Welfare and Distributional Effects of Joint Intervention in Networks

TL;DR

This paper analyzes how a planner can optimally influence both agents' utilities and network links to maximize welfare, revealing structural patterns and trade-offs between efficiency and inequality.

Contribution

It introduces a model of joint intervention in networks, characterizing optimal strategies and welfare effects, and compares joint versus single interventions.

Findings

Optimal link changes are proportional to eigen-centralities under moderate budgets.

Large budgets lead to complete or bipartite network structures depending on strategic interactions.

Joint interventions improve welfare but may increase inequality.

Abstract

We study the optimal joint intervention of a planner who can influence both the standalone marginal utilities of agents in a network and the weights of the links connecting them. The welfare-maximizing intervention displays two key features. First, when the planner's budget is moderate (yielding interior solutions), the optimal change in link weight between any pair of agents is proportional to the product of their eigen-centralities. Second, when the budget is sufficiently large, the optimal network converges to a simple structure: a complete network under strategic complements, or a complete balanced bipartite network under strategic substitutes.
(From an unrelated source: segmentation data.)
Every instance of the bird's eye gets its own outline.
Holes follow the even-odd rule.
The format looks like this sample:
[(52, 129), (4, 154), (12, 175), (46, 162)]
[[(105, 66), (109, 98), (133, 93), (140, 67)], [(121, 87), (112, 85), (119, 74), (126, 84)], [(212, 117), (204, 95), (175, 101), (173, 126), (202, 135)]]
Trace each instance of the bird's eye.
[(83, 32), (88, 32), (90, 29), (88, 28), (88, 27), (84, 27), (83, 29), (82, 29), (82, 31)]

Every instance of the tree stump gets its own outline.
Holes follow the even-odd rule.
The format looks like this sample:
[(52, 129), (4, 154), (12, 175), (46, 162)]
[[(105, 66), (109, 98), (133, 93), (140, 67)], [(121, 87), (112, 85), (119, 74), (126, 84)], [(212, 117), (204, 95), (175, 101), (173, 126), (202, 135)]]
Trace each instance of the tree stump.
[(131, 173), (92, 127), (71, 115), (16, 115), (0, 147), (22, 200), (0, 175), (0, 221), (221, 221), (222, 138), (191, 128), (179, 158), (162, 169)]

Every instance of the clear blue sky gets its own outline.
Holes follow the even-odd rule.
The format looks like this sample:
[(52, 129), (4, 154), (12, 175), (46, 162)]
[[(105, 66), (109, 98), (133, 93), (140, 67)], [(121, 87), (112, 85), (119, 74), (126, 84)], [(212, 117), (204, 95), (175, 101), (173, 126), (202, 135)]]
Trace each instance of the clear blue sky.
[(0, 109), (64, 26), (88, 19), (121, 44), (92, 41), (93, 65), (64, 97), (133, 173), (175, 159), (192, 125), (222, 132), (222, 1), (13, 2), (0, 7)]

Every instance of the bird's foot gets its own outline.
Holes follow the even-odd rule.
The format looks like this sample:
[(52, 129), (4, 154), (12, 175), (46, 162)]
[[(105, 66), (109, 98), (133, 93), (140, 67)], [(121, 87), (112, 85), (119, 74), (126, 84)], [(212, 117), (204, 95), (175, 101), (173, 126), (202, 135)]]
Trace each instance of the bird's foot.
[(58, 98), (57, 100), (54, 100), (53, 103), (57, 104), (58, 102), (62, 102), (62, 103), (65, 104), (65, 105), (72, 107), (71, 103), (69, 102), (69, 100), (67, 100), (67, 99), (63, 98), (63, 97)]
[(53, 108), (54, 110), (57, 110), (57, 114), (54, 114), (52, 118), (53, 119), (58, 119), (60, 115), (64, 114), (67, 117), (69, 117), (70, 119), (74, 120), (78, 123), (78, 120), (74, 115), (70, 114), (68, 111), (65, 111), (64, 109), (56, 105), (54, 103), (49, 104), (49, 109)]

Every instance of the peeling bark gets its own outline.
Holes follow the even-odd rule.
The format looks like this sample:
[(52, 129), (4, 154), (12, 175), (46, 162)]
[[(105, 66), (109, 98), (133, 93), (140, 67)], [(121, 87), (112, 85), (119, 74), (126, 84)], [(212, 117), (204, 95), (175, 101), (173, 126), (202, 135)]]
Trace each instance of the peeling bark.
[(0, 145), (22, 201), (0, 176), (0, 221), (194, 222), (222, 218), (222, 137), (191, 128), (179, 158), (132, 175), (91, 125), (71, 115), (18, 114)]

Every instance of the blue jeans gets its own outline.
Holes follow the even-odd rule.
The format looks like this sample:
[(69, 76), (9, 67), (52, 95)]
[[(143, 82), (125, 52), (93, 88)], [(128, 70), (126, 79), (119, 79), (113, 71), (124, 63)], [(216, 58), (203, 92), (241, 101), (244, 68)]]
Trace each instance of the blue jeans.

We show that welfare effects are governed by the principal eigenvalue of the network, while distributional outcomes are driven by the dispersion of the corresponding eigen-centralities. Comparing joint interventions to single interventions targeting only standalone marginal utilities, we find that joint interventions consistently generate higher aggregate welfare, but may also increase inequality, revealing a potential trade-off between efficiency and equity.